[llvm] [OpenMP] Remove use of '__AMDGCN_WAVEFRONT_SIZE' (PR #113156)
Joseph Huber via llvm-commits
llvm-commits at lists.llvm.org
Mon Oct 21 04:56:44 PDT 2024
https://github.com/jhuber6 created https://github.com/llvm/llvm-project/pull/113156
Summary:
This is going to be deprecated in
https://github.com/llvm/llvm-project/pull/112849. This patch ports it to
use the builtin instead. This isn't a compile constant, so it could
slightly negatively affect codegen. There really should be an IR pass to
turn it into a constant if the function has known attributes.
Using the builtin is correct when we just do it for knowing the size
like we do here. Obviously guarding w32/w64 code with this check would
be broken.
>From 80e8268d4fb34d82a18aa10daf4a11253b33467d Mon Sep 17 00:00:00 2001
From: Joseph Huber <huberjn at outlook.com>
Date: Mon, 21 Oct 2024 06:54:18 -0500
Subject: [PATCH] [OpenMP] Remove use of '__AMDGCN_WAVEFRONT_SIZE'
Summary:
This is going to be deprecated in
https://github.com/llvm/llvm-project/pull/112849. This patch ports it to
use the builtin instead. This isn't a compile constant, so it could
slightly negatively affect codegen. There really should be an IR pass to
turn it into a constant if the function has known attributes.
Using the builtin is correct when we just do it for knowing the size
like we do here. Obviously guarding w32/w64 code with this check would
be broken.
---
offload/DeviceRTL/src/Mapping.cpp | 10 +++-----
.../test/offloading/ompx_bare_ballot_sync.c | 25 +++++++++++++------
.../offloading/ompx_bare_shfl_down_sync.cpp | 18 +++++++++----
3 files changed, 34 insertions(+), 19 deletions(-)
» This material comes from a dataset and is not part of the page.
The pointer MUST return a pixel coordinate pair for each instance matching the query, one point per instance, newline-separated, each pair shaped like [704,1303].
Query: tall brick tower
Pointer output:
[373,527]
diff --git a/offload/DeviceRTL/src/Mapping.cpp b/offload/DeviceRTL/src/Mapping.cpp
index 3aefcff68e1956..881bd12f034051 100644
--- a/offload/DeviceRTL/src/Mapping.cpp
+++ b/offload/DeviceRTL/src/Mapping.cpp
@@ -25,7 +25,6 @@ namespace ompx {
namespace impl {
// Forward declarations defined to be defined for AMDGCN and NVPTX.
-const llvm::omp::GV &getGridValue();
LaneMaskTy activemask();
LaneMaskTy lanemaskLT();
LaneMaskTy lanemaskGT();
@@ -37,15 +36,14 @@ uint32_t getBlockIdInKernel(int32_t Dim);
uint32_t getNumberOfBlocksInKernel(int32_t Dim);
uint32_t getWarpIdInBlock();
uint32_t getNumberOfWarpsInBlock();
+uint32_t getWarpSize();
/// AMDGCN Implementation
///
///{
#pragma omp begin declare variant match(device = {arch(amdgcn)})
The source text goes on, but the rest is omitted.